Rhyming and reading
Perhaps less obvious, however, are the dramatic benefits to literacy that are gained through exposure to rhymes. Research i has provided a wealth of knowledge on how sensitivity to rhyme helps children progress with reading.Researchers found that a familiarity with rhymes helps children to detect the phonetic constituents of words. Children at a very young age can recognise that cat rhymes with mat. In making this connection, they detect the word segment ‘at’.
As we know rhyming words (words that have sounds in common) often share spelling sequences in their written form, children sensitive to rhymes get prepared to develop future reading. By making children aware that words share segments of sounds (e.g. the -ight segment shared by light, fight, and might) rhymes help prepare them to learn that such words often have spelling sequences in common too.

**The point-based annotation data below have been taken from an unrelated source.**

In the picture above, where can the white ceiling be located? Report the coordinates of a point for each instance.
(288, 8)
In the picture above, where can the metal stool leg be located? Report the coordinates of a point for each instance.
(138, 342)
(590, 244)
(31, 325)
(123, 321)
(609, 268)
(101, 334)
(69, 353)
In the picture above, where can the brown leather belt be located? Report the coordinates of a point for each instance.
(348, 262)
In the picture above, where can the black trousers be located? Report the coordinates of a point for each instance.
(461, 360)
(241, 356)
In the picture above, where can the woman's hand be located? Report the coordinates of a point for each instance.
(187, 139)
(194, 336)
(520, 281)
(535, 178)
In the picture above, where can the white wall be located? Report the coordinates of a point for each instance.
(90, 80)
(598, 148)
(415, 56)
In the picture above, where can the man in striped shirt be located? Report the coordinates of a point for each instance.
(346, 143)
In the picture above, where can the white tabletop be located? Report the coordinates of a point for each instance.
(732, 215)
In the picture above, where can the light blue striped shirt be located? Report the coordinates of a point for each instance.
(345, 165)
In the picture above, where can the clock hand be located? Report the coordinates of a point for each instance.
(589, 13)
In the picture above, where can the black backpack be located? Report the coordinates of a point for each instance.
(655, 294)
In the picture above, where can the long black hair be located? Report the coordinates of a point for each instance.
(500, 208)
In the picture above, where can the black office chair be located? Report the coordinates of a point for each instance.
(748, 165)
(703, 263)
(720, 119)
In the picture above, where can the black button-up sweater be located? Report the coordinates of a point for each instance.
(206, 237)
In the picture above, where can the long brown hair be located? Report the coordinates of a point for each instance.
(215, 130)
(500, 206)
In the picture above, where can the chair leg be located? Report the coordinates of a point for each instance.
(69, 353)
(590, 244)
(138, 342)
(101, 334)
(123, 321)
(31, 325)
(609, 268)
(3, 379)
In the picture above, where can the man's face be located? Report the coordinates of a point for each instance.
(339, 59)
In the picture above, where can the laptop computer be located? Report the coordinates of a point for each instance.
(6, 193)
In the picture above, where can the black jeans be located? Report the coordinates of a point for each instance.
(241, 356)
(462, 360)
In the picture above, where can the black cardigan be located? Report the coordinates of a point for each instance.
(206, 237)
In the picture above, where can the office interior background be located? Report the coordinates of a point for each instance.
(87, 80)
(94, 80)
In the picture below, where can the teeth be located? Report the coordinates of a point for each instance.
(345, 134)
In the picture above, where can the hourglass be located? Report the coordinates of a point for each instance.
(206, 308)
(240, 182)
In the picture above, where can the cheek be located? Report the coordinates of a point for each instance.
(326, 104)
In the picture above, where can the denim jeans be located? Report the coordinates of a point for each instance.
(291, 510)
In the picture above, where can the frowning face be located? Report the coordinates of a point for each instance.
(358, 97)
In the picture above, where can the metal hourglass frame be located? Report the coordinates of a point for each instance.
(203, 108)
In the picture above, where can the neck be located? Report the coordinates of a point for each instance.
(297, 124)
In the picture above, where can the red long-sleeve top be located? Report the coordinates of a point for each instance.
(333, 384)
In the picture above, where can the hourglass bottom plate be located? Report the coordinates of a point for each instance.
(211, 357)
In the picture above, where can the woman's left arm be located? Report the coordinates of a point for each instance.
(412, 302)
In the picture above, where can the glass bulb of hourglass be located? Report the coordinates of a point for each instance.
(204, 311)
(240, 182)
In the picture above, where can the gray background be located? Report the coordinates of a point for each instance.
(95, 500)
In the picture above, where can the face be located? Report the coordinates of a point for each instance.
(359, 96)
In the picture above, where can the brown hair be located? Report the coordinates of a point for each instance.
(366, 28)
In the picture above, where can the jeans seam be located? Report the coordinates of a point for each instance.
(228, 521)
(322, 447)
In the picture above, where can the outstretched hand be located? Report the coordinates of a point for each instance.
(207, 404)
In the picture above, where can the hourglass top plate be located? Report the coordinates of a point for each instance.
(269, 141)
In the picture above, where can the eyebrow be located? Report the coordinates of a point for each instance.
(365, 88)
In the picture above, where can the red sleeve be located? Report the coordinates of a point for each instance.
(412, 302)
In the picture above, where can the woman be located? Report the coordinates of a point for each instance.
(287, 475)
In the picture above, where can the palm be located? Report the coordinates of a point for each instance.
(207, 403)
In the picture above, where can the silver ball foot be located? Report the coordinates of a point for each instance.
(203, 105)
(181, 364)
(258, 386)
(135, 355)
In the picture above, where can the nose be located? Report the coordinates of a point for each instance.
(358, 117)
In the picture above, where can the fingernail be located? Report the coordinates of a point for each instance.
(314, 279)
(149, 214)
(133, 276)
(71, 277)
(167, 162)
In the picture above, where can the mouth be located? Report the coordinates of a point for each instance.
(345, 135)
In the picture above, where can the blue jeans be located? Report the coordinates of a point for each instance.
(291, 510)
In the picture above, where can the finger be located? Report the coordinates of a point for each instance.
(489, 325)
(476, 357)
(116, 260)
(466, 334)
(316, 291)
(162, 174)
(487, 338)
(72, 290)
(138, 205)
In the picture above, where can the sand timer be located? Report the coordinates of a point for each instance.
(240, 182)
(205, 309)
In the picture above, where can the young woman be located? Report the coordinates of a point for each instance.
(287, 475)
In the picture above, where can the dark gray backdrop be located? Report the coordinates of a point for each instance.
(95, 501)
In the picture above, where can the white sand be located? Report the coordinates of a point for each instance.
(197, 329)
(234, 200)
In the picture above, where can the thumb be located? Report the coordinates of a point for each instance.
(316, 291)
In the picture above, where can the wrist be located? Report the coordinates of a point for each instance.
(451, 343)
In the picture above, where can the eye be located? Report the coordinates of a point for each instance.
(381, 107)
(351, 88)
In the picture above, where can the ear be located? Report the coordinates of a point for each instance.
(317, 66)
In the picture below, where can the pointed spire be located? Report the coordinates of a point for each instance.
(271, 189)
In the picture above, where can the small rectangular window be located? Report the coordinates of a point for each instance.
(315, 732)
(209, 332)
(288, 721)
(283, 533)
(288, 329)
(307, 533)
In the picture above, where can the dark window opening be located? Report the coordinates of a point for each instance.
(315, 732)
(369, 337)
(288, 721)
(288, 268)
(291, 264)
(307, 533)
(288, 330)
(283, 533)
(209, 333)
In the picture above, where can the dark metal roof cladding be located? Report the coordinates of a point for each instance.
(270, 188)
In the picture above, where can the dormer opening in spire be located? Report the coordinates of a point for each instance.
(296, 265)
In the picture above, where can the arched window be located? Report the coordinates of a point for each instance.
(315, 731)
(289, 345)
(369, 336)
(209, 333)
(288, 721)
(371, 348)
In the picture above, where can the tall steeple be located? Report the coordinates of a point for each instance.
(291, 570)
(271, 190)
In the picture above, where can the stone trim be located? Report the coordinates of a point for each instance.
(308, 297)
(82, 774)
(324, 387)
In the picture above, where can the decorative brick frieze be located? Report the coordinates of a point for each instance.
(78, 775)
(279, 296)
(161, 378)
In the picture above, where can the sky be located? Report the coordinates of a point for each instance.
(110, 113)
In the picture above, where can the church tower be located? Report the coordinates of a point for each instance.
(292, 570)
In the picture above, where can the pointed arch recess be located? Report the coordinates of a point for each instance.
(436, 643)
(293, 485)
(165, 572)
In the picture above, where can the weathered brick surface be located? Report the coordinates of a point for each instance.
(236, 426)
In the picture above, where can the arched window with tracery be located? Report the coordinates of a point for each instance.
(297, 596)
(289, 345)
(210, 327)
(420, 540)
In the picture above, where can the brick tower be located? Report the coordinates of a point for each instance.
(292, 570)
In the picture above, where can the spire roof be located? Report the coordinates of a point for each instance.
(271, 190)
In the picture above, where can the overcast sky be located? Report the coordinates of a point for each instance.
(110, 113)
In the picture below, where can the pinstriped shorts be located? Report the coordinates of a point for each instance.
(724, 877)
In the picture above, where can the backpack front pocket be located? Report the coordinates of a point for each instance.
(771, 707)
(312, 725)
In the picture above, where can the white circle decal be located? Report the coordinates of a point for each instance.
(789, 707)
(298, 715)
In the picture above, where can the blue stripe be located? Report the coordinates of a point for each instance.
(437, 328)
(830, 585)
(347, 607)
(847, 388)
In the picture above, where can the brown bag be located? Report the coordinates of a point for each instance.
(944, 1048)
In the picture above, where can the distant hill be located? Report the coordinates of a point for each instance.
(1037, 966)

A child that has learnt this characteristic of rhyme is therefore likely to be well equipped to learn how certain spellings produce similar-sounding words once they start school. Experience suggests that when they begin to learn reading, children that are sensitive to rhyme are better able to make the inference, that cat and rat are likely to be spelt the same way as the word mat. In this way, learning to read one new word is readily extended to learning several more. Singing rhymes at the toddler stage therefore provides a strong foundation for learning to read slightly later on: put simply, good rhymers make good readers.